Reporters Without Borders wrote to Tanzanian minister of home affairs Emmanuel Nchimbi last week to call for an end to the harassment of the journalist Erick Kabendera and his family by representatives of the state.
“Tanzania’s ranking in the 2013 Reporters Without Borders press freedom index is 36 places lower than last year,” the 18 February letter said. “No journalists had been killed until September 2012, but thereafter two were killed in the space of four months and this has had a big impact on the Tanzanian news environment.
“Harassment by officials of such a respected journalist as Mr. Kabendera can only exacerbate the current sense of helplessness among Tanzanian journalists, especially when everything indicates that it is not random. These intimidation attempts are targeting a talented journalist and seem designed to protect a senior official who was affected by his testimony.”

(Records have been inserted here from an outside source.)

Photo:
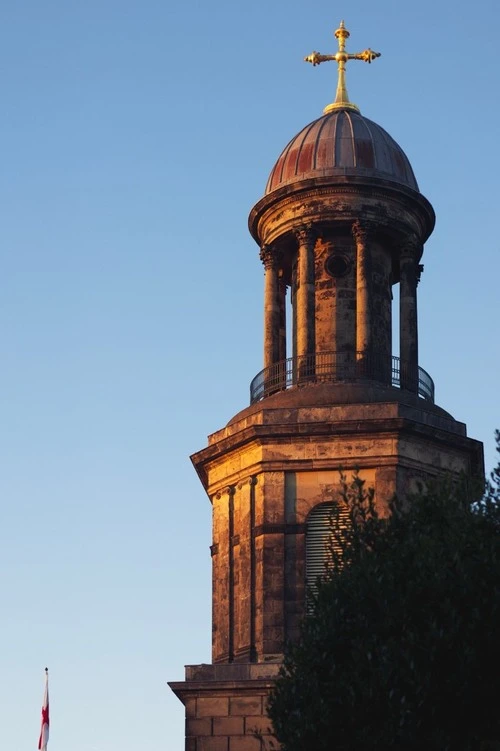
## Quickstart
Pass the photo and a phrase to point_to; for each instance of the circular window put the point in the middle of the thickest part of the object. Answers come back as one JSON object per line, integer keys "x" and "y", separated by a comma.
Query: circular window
{"x": 337, "y": 265}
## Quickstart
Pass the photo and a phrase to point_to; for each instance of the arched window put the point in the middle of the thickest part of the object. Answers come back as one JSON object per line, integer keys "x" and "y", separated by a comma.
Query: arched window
{"x": 318, "y": 541}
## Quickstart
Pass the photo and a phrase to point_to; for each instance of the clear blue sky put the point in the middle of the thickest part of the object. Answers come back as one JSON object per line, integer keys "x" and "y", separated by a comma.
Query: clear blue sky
{"x": 134, "y": 139}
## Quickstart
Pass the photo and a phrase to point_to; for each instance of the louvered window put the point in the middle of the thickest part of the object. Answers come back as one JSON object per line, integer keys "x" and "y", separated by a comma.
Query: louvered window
{"x": 318, "y": 541}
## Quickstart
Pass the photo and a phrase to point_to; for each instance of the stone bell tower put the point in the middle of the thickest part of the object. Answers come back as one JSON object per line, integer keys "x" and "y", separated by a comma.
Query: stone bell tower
{"x": 341, "y": 223}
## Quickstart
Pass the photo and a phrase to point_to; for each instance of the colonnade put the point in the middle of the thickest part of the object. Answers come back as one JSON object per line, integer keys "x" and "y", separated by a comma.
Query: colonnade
{"x": 305, "y": 301}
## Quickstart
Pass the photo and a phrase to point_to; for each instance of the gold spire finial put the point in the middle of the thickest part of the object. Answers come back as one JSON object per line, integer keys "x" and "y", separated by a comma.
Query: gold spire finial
{"x": 341, "y": 57}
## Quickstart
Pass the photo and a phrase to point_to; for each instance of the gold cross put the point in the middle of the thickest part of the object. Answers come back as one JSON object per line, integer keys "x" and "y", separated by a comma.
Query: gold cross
{"x": 341, "y": 98}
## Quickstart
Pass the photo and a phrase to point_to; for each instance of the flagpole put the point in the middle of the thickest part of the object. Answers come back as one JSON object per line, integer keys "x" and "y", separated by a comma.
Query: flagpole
{"x": 44, "y": 732}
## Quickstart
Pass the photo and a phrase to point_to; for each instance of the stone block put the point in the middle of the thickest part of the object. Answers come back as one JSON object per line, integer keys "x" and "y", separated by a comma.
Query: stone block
{"x": 217, "y": 706}
{"x": 190, "y": 704}
{"x": 244, "y": 743}
{"x": 212, "y": 744}
{"x": 228, "y": 726}
{"x": 245, "y": 705}
{"x": 260, "y": 725}
{"x": 201, "y": 726}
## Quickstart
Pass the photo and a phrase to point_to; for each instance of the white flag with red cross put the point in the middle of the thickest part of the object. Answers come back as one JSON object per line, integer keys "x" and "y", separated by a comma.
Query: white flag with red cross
{"x": 44, "y": 732}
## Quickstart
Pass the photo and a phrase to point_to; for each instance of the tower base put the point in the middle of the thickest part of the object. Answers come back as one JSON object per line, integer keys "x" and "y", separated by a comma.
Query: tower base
{"x": 226, "y": 706}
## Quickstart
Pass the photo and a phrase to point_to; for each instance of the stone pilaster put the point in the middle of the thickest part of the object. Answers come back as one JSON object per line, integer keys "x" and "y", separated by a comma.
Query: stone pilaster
{"x": 360, "y": 232}
{"x": 305, "y": 292}
{"x": 269, "y": 258}
{"x": 282, "y": 287}
{"x": 408, "y": 325}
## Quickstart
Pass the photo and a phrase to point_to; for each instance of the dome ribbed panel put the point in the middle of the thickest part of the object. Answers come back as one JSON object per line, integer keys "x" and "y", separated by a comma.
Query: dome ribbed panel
{"x": 342, "y": 142}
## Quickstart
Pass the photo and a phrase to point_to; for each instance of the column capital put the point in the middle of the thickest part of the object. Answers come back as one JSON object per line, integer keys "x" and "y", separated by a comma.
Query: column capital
{"x": 270, "y": 257}
{"x": 361, "y": 229}
{"x": 411, "y": 248}
{"x": 305, "y": 234}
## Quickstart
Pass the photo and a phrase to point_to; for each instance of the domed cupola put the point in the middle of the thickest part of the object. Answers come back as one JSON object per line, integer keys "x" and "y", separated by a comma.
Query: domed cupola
{"x": 342, "y": 144}
{"x": 341, "y": 221}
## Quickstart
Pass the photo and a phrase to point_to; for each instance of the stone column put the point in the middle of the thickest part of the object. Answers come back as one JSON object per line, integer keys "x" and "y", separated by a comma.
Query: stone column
{"x": 363, "y": 300}
{"x": 305, "y": 299}
{"x": 408, "y": 326}
{"x": 282, "y": 304}
{"x": 269, "y": 258}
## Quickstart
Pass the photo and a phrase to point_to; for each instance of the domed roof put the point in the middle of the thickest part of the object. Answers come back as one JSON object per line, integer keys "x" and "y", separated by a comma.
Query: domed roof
{"x": 342, "y": 143}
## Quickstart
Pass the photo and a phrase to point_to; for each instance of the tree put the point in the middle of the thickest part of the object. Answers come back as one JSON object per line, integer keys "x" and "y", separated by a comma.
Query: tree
{"x": 402, "y": 650}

Signed by secretary-general Christophe Deloire, the letter added: “Reporters Without Borders urges you to call the Immigration Department to order so that this disgraceful harassment stops. We also urge you to tell the police that they must do whatever is necessary to guarantee the safety of Mr. Kabendera and his family.”
A former employee of the Dar es Salaam-based Guardian newspaper, Kabendera was a 2009 winner of the David Astor Journalism Award for journalists who are “exceptionally promising and with a great potential for excellence in the future.”
In December 2012 in London, he testified for the defence in a libel suit that Tanzanian businessman and Guardian owner Reginald Mengi brought against British blogger Sarah Hermitage.
Ever since his return to Tanzania, he has been the target of intimidation attempts. His home has been ransacked three times and Immigration officials have been casting doubt on his nationality without any legal grounds.
His elderly and ailing parents were escorted in an appalling manner to a regional immigration office where they were subjected to an eight-hour interrogation and were asked to sign documents without being allowed to read them.
Although life-long employees of the Tanzanian state, Kabendera’s parents obtained limited and unsatisfactory explanations from the officials who interrogated them. The officials said that the investigation was ordered by Immigration Department Commissioner Magnus Paul Ulungi, and that it was a “sensitive” matter that had to be followed “closely.” One official added that Kabendera was suspected of selling state secrets to “European powers” but “everything will be all right” if he remains “humble.”